DEV Community

Cover image for A Parser Combinator in PureScript (part 1/2)
Riccardo Odone
Riccardo Odone

Posted on • Updated on • Originally published at odone.io

A Parser Combinator in PureScript (part 1/2)

You can keep reading here or jump to my blog to get the full experience, including the wonderful pink, blue and white palette.


Let's start from defining the Parser type. The idea is that a parser is a function that takes a string and tries to "parse" something out of it.

Whenever parsing fails the function returns Nothing. Otherwise, a tuple of results is produced: an intermediate value (the parsed value) and the remainder of the string.

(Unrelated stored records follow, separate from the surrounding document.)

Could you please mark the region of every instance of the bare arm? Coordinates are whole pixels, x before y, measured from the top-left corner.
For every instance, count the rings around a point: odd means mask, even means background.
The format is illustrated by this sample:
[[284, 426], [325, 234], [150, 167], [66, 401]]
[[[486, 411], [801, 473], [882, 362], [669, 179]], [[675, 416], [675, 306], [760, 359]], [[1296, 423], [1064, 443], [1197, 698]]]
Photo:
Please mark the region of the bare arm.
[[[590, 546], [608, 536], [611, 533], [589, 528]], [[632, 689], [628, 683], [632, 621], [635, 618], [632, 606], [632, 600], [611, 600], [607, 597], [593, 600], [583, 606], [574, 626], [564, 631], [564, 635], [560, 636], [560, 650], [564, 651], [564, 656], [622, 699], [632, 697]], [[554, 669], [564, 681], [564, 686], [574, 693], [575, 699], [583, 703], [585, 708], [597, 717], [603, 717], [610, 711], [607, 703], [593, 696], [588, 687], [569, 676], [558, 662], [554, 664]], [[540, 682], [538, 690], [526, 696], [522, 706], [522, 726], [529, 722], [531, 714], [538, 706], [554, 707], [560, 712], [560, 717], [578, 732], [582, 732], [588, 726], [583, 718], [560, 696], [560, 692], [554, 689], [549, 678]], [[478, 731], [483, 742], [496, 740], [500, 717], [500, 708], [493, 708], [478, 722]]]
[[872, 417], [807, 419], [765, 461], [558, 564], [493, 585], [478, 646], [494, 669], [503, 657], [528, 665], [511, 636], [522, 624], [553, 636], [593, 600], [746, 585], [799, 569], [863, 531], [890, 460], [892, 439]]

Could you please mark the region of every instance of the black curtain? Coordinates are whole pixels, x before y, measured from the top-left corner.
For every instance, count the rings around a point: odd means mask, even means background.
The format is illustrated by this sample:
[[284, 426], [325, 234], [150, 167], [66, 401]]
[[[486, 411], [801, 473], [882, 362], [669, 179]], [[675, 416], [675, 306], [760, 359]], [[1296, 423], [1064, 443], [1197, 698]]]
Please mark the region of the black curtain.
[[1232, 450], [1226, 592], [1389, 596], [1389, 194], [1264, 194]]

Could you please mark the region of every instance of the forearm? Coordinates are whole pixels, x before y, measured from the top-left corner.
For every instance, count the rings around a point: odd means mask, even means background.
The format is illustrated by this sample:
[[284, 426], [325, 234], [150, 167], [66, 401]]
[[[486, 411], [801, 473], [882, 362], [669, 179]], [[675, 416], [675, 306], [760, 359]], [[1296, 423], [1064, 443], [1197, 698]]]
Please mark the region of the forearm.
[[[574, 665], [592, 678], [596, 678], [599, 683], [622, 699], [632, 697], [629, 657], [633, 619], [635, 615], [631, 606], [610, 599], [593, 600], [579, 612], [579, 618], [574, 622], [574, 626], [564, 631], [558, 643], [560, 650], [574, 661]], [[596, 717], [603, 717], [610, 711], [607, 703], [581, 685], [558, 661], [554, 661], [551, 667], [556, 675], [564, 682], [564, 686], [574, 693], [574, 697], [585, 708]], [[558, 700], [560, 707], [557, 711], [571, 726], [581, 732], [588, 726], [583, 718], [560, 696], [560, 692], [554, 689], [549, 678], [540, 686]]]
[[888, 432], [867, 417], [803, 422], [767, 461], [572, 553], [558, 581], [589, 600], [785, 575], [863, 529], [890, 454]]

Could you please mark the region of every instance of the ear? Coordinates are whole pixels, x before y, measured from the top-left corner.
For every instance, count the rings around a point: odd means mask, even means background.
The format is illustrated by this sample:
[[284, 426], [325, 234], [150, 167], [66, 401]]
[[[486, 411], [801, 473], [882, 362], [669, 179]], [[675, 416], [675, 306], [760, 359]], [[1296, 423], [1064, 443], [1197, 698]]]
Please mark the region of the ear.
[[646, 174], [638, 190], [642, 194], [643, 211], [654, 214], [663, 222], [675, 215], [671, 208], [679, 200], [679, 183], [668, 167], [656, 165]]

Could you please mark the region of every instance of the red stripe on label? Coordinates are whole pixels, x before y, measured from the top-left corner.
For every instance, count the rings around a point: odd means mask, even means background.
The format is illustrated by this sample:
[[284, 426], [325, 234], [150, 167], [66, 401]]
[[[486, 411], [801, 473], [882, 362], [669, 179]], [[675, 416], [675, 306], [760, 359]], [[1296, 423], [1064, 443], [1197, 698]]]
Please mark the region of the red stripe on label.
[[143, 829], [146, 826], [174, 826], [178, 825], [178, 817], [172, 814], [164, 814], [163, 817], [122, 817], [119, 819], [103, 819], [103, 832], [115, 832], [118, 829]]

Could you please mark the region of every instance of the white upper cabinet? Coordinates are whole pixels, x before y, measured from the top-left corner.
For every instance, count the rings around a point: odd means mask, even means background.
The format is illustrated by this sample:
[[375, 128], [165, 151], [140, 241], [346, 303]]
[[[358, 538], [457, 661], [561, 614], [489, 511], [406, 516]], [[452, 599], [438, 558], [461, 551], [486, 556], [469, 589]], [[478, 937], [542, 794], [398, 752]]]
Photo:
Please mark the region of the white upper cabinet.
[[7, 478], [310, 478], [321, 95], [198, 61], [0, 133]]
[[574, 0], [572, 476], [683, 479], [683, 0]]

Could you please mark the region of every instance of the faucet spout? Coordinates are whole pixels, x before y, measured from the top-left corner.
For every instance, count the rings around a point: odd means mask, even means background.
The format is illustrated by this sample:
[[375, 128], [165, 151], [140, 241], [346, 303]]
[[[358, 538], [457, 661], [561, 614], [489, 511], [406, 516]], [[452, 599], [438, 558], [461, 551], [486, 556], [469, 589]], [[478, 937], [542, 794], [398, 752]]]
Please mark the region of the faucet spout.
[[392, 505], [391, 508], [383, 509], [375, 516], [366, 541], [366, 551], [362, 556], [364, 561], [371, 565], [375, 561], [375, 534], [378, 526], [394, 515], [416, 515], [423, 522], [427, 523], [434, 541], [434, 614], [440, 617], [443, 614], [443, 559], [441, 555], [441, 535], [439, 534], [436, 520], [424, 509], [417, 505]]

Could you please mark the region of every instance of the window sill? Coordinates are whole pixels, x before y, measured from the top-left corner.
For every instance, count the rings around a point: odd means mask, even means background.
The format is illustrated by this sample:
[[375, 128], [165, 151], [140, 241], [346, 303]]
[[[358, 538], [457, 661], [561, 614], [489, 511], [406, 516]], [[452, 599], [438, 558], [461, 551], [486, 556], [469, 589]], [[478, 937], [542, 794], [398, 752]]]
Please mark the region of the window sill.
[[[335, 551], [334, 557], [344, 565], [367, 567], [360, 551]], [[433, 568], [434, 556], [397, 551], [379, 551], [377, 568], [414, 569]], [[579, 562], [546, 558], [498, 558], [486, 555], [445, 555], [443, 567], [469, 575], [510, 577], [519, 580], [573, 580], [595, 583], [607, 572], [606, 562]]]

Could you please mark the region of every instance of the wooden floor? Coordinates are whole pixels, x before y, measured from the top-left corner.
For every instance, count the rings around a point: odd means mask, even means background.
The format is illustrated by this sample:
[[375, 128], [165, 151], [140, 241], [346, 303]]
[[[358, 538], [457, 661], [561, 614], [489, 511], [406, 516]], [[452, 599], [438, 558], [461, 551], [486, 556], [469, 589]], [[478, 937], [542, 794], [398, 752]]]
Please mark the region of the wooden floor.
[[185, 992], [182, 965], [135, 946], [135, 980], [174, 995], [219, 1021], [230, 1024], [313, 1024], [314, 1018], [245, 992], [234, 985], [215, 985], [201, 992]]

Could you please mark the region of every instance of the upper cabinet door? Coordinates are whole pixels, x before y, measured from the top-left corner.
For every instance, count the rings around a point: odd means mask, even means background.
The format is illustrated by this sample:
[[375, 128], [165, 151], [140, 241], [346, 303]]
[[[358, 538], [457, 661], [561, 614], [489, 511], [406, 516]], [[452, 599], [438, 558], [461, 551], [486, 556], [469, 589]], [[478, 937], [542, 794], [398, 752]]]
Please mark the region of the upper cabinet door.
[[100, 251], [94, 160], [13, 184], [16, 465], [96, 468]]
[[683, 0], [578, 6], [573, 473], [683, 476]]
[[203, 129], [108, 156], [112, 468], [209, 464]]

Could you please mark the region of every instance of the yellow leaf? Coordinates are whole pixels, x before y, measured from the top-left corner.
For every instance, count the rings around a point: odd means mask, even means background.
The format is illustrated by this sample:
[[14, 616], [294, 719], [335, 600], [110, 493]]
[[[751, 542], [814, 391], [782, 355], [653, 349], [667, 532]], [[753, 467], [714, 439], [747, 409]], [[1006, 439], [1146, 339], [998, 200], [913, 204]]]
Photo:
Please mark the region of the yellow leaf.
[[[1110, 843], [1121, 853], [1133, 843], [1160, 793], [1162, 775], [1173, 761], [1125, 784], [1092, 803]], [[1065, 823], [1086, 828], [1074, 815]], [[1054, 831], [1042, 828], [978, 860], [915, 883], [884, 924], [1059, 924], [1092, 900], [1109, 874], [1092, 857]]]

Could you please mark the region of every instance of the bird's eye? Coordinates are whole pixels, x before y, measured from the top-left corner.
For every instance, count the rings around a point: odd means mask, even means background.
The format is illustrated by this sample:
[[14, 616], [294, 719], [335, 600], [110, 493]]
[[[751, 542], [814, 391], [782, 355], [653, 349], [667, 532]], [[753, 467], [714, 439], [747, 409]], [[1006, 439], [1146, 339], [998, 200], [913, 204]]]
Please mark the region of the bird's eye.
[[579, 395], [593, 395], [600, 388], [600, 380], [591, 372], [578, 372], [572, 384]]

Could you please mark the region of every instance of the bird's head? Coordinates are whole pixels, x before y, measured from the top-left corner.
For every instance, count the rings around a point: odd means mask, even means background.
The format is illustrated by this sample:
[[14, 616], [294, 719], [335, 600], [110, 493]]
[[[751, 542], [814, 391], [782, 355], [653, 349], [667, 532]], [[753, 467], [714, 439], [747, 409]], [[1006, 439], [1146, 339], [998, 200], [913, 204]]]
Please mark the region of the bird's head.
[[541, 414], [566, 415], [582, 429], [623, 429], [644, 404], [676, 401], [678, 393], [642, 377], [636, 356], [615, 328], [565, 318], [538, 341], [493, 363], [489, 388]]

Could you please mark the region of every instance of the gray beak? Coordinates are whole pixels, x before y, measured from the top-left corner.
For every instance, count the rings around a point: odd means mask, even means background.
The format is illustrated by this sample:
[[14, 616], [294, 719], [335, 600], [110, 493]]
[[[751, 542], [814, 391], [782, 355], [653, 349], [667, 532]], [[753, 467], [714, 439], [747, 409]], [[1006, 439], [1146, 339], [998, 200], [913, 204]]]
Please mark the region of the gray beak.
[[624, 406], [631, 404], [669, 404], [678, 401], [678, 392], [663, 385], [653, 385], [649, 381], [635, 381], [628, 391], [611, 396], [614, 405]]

This is really similar to the intuition behind the State Monad. The previous post is all about it!

The Parser type is defined as follows:

newtype Parser a = Parser (String -> Maybe (Tuple a String))
Enter fullscreen mode Exit fullscreen mode

Then we need a way to run a parser given a string to parse:

runParser :: forall a. Parser a -> String -> Maybe (Tuple a String)
runParser (Parser g) s = g s
Enter fullscreen mode Exit fullscreen mode

To allow composition of parsers we define instances up to Monad:

instance functorParser :: Functor Parser where
    -- map :: forall a b. (a -> b) -> f a -> f b
    map g f = Parser (\s -> case runParser f s of
                              Just (Tuple v s') -> Just $ Tuple (g v) s'
                              Nothing           -> Nothing)

instance applyParser :: (Functor Parser) => Apply Parser where
    -- apply :: forall a b. f (a -> b) -> f a -> f b
    apply fg f = Parser (\s -> case runParser fg s of
                                 Just (Tuple g s') ->
                                   case runParser f s' of
                                     Just (Tuple v s'') -> Just $ Tuple (g v) s''
                                     Nothing            -> Nothing
                                 Nothing           -> Nothing)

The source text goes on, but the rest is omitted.